Harvard researchers said that “dairy food is one of the most consistent predictors for prostate cancer in the published literature.” But it’s not just prostate cancer. Here’s a study that found a link between dairy food and lung, breast, and ovarian cancers:
Lactose Intolerance And Risk Of Lung, Breast And Ovarian Cancers: Aetiological Clues From A Population-Based Study In Sweden, British Journal of Cancer, January 2015
Conclusions: In this large cohort study, people with lactose intolerance, characterised by low consumption of milk and other dairy products, had decreased risks of lung, breast, and ovarian cancers, but the decreased risks were not found in their family members, suggesting that the protective effects against these cancers may be related to their specific dietary pattern.
Many studies rank dairy consumption from high to low and compare the highest group to the lowest group for cancer incidence. A drawback to that is relying on questionnaires, that is, relying on peoples’ memory and their inclination to tell the truth. Here we have a group of people who were, in effect, punished if they ate dairy (by their inability to digest milk sugar); researchers had more confidence that they were low consumers.
What is it about dairy food that could link it to cancer?
Milk and other dairy products can contain high amounts of fats, particularly saturated fat, and some growth factors, such as insulin-like growth factor I (IGF-I), and these dietary components have been suggested to be associated with the development of various types of cancers.

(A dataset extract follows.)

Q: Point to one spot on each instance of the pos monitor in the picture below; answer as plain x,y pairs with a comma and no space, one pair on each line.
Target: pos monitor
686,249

Furthermore, avoidance of milk may alter the human gut microbiome, which may affect the development of tumours.
I just posted a couple studies linking saturated fat to breast cancer.
My sense is that there are several components of dairy food that make it risky. It’s probably not just the fat, or the IGF-1, or the milk protein, or the galactose, or the environmental pollutants. It may be all of these acting together.
Table 2 gives the numbers. Eating less dairy just about halved the risk for lung cancer.